As per definition it is, “A method of optimizing cloud computing systems by performing data processing at the edge of the network, near the source of the data.”
Again, in Layman’s language, its Analytics at device level. So, before the data reaches the cloud or the on-premise data center, certain amount of analytics would already be performed at device level thus reducing the load on the network traffic, storage space and computing power of the central analytics engine.
To explain better, imagine a situation, where trillions of telemetry data is sent every hour to a data center for analysis, which requires 100s of computing resources to process, where 30% of the analytics are performed on repetitive data patterns. Those 30% can be done at device level with less computing power by avoiding network traffic and storage consumption at the central data center, this is how edge computing works.
Now you may have these questions,
“If this was that simple, why was it not done in the past? Why is it booming now?”
“Why should I re-architect my solution/products on something which nobody else does?”
And I think its valid. Reasoning is always good, it allows us to make informed, reasoned decisions and valid inference with structured reasons and evidence without sticking to the traditional practices.
Like the nail story I told you, we need to compare the advancements of the present with the past. In the past the computing power of devices have always been too low. Intel’s 8080 microprocessor had only 2Mhz of processing power, whereas the latest ARM chips used in our mobile phones have a minimum processing power of 2Ghz with 8 cores, which is 2000-5000 times powerful.

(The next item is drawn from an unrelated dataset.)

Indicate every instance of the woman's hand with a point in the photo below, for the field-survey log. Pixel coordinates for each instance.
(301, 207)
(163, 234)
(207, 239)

And with the advancement in technology, our practices should also evolve, don’t you think?
In an article published during late 2016, by an American telecommunication company named Sprint, they have stated that, over implementation of Edge computing in their company, they have seen four major advantages. There were able to get significant benefits in the areas of Real-time or near real-time data analysis, Lower operating costs, Reduced network traffic and Improved application performance.
And not just Sprint, many other global leaders like Nokia, Dell, Cisco etc., have already started implementing edge computing couple of years ago in their products and services.
Speaking of implementation, if you could look closely, Edge computing is not much different from Home schooling, I would say, very similar in terms of implementation.
- In the traditional ITOA architecture, you send the data to the Cloud or On-Premise DC, like you send your kid to a school.
In Edge Computing, you get the data homeschooled by analyzing it at device itself. - In the traditional ITOA architecture, you can’t have real time analysis of data due to network traffic constraints, like you can’t watch your kid every now and then, like you would if he is at home.
In Edge Computing, your data is processed at device level where it originated, so no concept of network traffic here. - In the traditional ITOA architecture, your CapEx and OpEx are usually costlier and its gets higher even now and then, just like how your kid’s school fees get increased every year as he graduates.
In Edge Computing, your data is processed at device level where it originated, so no concept of CapEx and OpEx here. - In the traditional ITOA architecture, you would have take special measures about the security involved at levels, right from data transfer till the final application, like you would have to, while sending your kid to a school. You need to choose the School bus for his transport or drop him at school and pick him up, you need to make sure that the school has CCTV installed, Compound fenced, security personal stationed, perform security checks and clearance procedures for visitors, etc.,
In the Edge Computing, your data gets processed mostly at device level, so no additional security involved than the usual.
Though homeschooling may not be an appropriate solution to your kid, looking at the benefits of Edge computing, it appears to be convincing to get our devices homeschooled.
So, without abiding to tradition, let’s get our “Things” home schooled, shall we?
All images are picked from external sources.